Db2 Big SQL complex data types and JSON data
Db2® Big SQL supports complex types, such as array-of-rows and map-of-rows, and you can use these complex data types with JSON data.
JSON data can contain nested data in both array-of-rows and map-of-rows contexts. For
example:
Array-of-Rows:
"my_friends":
[
{"id":1,"name":"Michael Strong","gender":"male"},
{"id":2,"name":"John Smith","gender":"male"},
{"id":3,"name":"Pat Brown","gender":"female"}
]
Map-of-Rows:
"my_users":{
"user1":{"id":1,"firstname":"Michael ","surname":"Strong","age":48},
"user2":{"id":2,"firstname":"John ","surname":"Smith","age":72},
"user3":{"id":3,"firstname":"Pat ","surname":"Brown","age":71}
}
When you use a JSON SerDe to work with JSON data, the table field names must match the JSON field names, and it's important that you be familiar with the structure and layout of the data being used for the table, because the column types and names determine the table that must be created.
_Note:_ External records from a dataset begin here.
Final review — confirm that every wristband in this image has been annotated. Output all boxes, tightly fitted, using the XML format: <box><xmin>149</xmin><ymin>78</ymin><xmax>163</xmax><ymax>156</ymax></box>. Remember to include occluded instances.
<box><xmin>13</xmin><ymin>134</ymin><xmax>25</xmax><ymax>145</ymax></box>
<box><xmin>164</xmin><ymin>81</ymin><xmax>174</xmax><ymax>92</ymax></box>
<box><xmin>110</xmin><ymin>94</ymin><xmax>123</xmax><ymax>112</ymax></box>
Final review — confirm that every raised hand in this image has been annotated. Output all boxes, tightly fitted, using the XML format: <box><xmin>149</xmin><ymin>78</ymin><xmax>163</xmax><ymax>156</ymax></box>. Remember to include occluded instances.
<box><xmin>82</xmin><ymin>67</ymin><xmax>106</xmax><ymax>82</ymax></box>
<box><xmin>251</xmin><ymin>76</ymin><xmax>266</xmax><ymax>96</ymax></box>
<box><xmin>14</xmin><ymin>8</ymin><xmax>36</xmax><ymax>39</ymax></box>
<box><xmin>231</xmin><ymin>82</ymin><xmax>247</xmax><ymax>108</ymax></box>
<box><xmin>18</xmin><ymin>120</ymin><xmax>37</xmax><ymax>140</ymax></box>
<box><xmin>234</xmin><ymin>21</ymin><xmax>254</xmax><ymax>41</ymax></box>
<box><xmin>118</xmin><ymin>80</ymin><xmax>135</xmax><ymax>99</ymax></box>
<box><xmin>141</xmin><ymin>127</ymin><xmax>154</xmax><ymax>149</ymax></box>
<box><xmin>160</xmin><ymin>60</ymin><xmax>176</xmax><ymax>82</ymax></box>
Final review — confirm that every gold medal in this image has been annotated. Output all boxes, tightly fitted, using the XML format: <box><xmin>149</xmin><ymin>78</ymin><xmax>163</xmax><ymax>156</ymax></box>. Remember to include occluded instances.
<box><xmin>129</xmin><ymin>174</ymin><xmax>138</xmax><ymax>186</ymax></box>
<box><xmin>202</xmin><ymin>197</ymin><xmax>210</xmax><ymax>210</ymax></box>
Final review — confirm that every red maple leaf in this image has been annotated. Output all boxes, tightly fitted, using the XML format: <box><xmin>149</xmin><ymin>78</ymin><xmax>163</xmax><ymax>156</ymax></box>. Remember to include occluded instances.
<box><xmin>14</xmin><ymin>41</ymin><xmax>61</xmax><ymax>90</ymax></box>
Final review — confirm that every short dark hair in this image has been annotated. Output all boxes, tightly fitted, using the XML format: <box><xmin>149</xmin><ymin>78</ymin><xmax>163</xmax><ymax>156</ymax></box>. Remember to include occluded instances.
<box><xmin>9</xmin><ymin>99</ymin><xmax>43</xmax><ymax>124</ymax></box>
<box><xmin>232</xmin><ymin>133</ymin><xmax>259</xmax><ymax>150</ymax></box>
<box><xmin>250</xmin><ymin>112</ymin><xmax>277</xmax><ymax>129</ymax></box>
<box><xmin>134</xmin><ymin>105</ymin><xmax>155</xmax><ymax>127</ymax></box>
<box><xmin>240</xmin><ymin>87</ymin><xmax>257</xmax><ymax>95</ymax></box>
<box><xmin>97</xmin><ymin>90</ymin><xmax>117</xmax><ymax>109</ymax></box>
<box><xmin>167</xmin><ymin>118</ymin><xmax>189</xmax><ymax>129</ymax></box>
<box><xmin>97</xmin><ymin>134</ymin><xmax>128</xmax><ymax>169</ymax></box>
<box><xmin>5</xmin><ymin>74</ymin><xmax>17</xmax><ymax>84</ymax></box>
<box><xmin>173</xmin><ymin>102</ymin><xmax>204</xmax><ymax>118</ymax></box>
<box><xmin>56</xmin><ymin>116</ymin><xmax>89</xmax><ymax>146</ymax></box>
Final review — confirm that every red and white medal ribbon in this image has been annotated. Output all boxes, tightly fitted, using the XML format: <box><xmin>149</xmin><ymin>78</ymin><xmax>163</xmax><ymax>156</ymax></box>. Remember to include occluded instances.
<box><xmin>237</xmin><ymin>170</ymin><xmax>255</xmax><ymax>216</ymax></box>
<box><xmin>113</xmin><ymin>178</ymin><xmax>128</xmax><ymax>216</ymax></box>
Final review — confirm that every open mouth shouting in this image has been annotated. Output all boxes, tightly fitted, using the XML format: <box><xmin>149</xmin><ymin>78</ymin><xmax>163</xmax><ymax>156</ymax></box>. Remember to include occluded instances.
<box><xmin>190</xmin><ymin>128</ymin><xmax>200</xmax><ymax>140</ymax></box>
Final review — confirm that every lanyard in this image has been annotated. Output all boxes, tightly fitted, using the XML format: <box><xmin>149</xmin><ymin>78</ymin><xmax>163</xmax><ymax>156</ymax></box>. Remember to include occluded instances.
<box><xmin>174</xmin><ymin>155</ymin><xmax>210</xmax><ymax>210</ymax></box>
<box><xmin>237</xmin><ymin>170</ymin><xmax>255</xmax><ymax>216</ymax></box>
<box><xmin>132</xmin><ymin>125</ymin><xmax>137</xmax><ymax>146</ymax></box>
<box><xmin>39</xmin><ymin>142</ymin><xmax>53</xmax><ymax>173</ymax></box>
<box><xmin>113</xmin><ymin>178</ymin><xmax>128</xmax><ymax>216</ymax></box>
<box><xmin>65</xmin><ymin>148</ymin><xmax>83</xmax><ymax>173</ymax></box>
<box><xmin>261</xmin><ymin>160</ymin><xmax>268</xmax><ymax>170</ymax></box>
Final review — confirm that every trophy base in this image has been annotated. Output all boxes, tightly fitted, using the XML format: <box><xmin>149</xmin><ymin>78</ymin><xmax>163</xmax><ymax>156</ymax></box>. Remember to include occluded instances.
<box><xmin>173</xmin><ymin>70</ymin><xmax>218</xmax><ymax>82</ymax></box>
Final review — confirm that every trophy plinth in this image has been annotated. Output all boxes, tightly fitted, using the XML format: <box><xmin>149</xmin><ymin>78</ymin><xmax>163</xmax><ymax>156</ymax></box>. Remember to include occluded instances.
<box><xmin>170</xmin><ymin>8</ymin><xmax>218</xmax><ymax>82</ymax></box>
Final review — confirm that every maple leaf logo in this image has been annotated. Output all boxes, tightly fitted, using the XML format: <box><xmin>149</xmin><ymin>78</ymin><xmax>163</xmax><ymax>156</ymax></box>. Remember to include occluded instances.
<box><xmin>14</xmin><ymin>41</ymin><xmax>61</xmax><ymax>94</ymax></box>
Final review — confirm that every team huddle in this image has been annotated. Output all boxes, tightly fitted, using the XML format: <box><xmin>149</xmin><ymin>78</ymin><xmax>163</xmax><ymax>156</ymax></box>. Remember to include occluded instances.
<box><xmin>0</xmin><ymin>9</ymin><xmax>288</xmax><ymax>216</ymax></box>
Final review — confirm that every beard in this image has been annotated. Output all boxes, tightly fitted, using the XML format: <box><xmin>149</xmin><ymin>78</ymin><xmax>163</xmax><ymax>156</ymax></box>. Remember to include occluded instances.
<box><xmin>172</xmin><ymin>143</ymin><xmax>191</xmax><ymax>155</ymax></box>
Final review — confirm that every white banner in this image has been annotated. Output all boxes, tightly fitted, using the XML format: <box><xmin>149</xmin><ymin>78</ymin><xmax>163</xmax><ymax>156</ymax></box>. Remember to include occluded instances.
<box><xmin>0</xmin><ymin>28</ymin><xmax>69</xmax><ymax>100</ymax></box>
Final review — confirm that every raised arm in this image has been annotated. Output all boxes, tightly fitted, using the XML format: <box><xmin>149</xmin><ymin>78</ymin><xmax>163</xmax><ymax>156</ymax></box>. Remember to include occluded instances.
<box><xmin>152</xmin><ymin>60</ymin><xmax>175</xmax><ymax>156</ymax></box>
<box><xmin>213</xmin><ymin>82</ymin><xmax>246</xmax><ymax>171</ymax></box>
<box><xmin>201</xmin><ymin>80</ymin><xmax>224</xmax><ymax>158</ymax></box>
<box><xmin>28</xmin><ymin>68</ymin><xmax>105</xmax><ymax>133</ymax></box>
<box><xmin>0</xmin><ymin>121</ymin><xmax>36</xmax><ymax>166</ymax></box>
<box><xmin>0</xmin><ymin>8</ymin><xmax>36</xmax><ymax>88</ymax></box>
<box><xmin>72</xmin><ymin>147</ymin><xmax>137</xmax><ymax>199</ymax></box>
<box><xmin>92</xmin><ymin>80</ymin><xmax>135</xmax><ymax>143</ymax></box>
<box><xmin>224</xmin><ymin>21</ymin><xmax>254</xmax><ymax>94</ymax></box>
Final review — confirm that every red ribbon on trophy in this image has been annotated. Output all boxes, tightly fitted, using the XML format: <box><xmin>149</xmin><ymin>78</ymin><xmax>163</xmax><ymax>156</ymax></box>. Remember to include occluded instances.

The following example shows you how to use Db2 Big SQL complex data types with JSON data. The example is based on the following table:
CREATE EXTERNAL HADOOP TABLE cdtj
(
id BIGINT,
this_user ROW (
id INT,
name VARCHAR(20),
screen_name VARCHAR(100)
),
myvalues DECIMAL(10,3) array[3],
available MAP<VARCHAR(10), BOOLEAN>,
my_friends ROW (
id BIGINT,
name VARCHAR(20),
gender VARCHAR(6)
) array[3],
my_users MAP<VARCHAR(10), STRUCT<id : BIGINT, firstname :
VARCHAR(10), surname : VARCHAR(10), age : INT > >
)
ROW FORMAT SERDE 'org.apache.hive.hcatalog.data.JsonSerDe'
LOCATION '/tmp/myjsondata';
Copy your data files to the appropriate location in the HDFS. In this example, the JSON data
files are copied to /tmp/myjsondata. The following snippet shows some example
data.
Important: Because
JSON data is typically used with the TEXTFILE format, this snippet represents a single row of data
that must be formatted as a single line of
text.
The following snippet shows the
same example data formatted for readability:{"id":1,"this_user":{"id":1,"name":"Steve Mike","screen_name":"smk22"}, "myvalues":1248347.424,3774492.115,7029108.14],"available":{"Michael":true,"John":false,"Pat":false},"my_friends":[{"id":11,"name":"Michael Strong","gender":"male"},{"id":2,"name":"John Smith","gender":"male"},{"id":3,"name":"Pat Brown","gender":"female"}],"my_users":{"user1":{"id":100,"firstname":"Peter","surname":"Jones","age":20},"user2":"id":200,"firstname":"Jess","surname":"Carre","age":29},"user3":{"id":300,"firstname":"Tom","surname":"Mitch","age":32}}}
{"id":1,"this_user":
{"id":1,"name":"Steve Mike","screen_name":"smk22"},
"myvalues":[1248347.424,3774492.115,7029108.14],
"available":{"Michael":true,"John":false,"Pat":false},
"my_friends":[
{"id":11,"name":"Michael Strong","gender":"male"},
{"id":2,"name":"John Smith","gender":"male"},
{"id":3,"name":"Pat Brown","gender":"female"}],
"my_users":{
"user1":{"id":100,"firstname":"Peter","surname":"Jones","age":20},
"user2":{"id":200,"firstname":"Jess","surname":"Carre","age":29},
"user3":{"id":300,"firstname":"Tom","surname":"Mitch","age":32}}}
Use a SELECT statement to query both simple and complex data. For
example:
SELECT id, this_user.name, myvalues[1],available['Pat'],
my_friends[1].id,my_users['user1'].id
FROM cdtj
The output might look like the following
example:
ID 2 3 4 5 6
-------------------- -------------------- ------------ ------ -------------------- --------------------
1 Steve Mike 1248347.424 0 11 100
1 record(s) selected.